Опустил он тихонечко её, и в дрожь парня бросило. Ноги дрожат, руки дрожат - не с лагерного, видно, пайка таких девушек обнимать. Комендант платочком пробует, много ли пыли на мраморе, а Карлушка что-то гуркотит-куркотит ему по-немецки и всё на Мамонта указывает. Пощурил комендант на него реснички. Потом головой прикинул. «Гут», - говорит. Дотолковались они о чём – то. В лагерь идут, подпрыгнет Карлушка, стукнет Мамонта ладошкой пониже плеча и приговорит:
- Сильна Мамонт!
Десяток шагов погодя опять хлопнет и опять восхитится:
- Здорова Мамонт!
А тот про богинино сердечко размышляет, дивуется, и сама она из глаз нейдёт.
В лагерь зашли. Мамонт к своему бараку было направился, а Карлушка его за рукав:
- Ты другой места жить будешь…
И повёл его в пристроечку, где повара обитались.
Командует там:
- Запирай свой трапочка и марш-марш нова места.
Объяснил поварам, куда им переселяться, и с новосельем Мамонта поздравил.
- Тут тебье сама лютча бутет.
Тот по своей бесхитростности:
«Правильно, дескать, покойный политрук говорил, что немец силу уважает. Видал? Отдельную квартерку дали!»
Перенёс он сюда свою шинельку серую, подушку на осочке взбитую, одеяло ремковатое – устраивается да припевает на весёлый мотив:
Утро вечера мудреней,
Дедка бабки хитрей,
Стар солдатик…
Только «мудрей-то» на этот раз вечер оказался.
Через полчаса является Карлушка – две бутылки самогону на стол, корзину с закуской.
- Гулять, - говорит, - Мамонт, будем!
Ну и наливает ему в солдатскую кружку.
- Пей, Мамонт!
Тот, недолго удивляясь, со всей любезностью:
- А вы, господин ефрейтор?
- Я, каспадин Мамонт, сфой рюмочка потом выпивайт.
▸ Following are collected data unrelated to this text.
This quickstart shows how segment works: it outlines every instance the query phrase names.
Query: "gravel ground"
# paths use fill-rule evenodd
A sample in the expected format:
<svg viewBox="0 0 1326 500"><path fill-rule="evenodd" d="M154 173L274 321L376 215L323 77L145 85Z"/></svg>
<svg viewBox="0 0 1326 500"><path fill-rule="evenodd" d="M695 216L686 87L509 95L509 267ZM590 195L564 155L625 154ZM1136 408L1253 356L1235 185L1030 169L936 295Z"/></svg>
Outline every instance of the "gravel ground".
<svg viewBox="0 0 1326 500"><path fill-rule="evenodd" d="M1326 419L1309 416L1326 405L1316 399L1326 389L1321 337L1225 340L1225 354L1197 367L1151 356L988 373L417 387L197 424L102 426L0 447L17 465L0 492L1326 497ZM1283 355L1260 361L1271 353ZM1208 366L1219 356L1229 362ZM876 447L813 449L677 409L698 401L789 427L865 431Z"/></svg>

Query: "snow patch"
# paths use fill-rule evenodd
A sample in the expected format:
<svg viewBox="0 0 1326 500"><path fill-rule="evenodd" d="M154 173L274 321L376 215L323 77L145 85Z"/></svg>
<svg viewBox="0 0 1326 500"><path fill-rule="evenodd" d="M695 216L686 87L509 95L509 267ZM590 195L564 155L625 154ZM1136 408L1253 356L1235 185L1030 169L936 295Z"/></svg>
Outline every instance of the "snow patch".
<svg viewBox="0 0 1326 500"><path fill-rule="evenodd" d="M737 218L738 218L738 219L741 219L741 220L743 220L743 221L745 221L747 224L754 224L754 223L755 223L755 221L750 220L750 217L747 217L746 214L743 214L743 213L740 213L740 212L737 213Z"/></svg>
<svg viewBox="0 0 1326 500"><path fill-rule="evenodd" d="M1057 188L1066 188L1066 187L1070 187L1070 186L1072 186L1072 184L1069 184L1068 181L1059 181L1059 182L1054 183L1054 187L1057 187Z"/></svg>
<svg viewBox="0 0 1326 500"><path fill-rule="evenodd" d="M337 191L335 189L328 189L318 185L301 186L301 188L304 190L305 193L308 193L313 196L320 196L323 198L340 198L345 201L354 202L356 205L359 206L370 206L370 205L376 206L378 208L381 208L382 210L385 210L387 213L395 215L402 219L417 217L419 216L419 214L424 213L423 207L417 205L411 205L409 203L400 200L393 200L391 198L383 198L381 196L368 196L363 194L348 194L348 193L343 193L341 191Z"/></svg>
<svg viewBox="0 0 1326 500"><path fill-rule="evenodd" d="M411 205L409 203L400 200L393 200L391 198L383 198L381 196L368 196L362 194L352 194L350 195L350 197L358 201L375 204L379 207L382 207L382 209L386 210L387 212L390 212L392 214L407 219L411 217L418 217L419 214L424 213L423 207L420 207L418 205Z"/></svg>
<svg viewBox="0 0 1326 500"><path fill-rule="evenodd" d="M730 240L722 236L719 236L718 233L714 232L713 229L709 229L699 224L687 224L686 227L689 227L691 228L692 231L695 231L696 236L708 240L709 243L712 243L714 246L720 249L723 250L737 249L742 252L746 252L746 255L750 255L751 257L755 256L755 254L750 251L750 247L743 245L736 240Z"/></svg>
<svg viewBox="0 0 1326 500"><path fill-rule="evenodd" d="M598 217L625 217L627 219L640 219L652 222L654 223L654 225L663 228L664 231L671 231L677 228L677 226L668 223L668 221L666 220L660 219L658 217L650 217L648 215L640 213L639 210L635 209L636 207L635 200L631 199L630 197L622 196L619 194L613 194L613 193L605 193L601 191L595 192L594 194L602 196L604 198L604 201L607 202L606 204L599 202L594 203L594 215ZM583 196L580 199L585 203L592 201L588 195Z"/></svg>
Пробовай без церемония.
Баранью лопатку, зелёным лучком присыпанную, из корзинки достаёт, полголовы сыру, лещей копчёных, хлеб белый…
- Пей, Мамонт!
Окинул тот Карлу своими голубыми глазами, прицелился в жижку и по-весёленькому присловьице подкинул:
- Ну! За всех пленных и нас военных!..
- Так точна, - Карлушка подбодряет. – Кушай.
До плену-то Мамонту два пайка врачи выписывали. Приказ даже по Красной Армии такой был, чтобы таких богатырей двойной нормой кормили, а в плену ему живот просветило. На кухне, верно, другой раз повара ему и пособолезнуют – плеснут лишний черпак, а всё равно он от голода больше других претерпевал. Такой комбайн… Ну и приналегает.
Карлушка ёрзает на чурбачке, ждёт. Минут только десять прошло, как Мамонт кружку опорожнил, а у него и страх и терпенье израсходовались. Губу на губу не наложит – скользят. «Если его схватит, - про Мамонта думает, - я себе пясточку в глотку суну и опорожнюсь». Застраховался так-то и плеснул на каменку. Сырку нюхнул, лещево пёрышко пососал и растирает грудь. Растирает и таково усладительно поохивает:
- О-о-ох… О-о-ох! Сердца зарапоталь. Перви рас за тва недель… Ты, Мамонт, не звай меня больше каспадин ефрейтор – Карль Карлич кавари!..
- Храшо, Карь Карчь! Слушассь!
А Карл Карлыч совсем от удовольствия размяк.
– Мамонт! Ты будешь мой кот. Мой чудесни сипирски кот!
Опьянел Мамонт – много ли подтощалому надо. Ничего не понимает. Только ест да ест. Так в новой должности и уснул.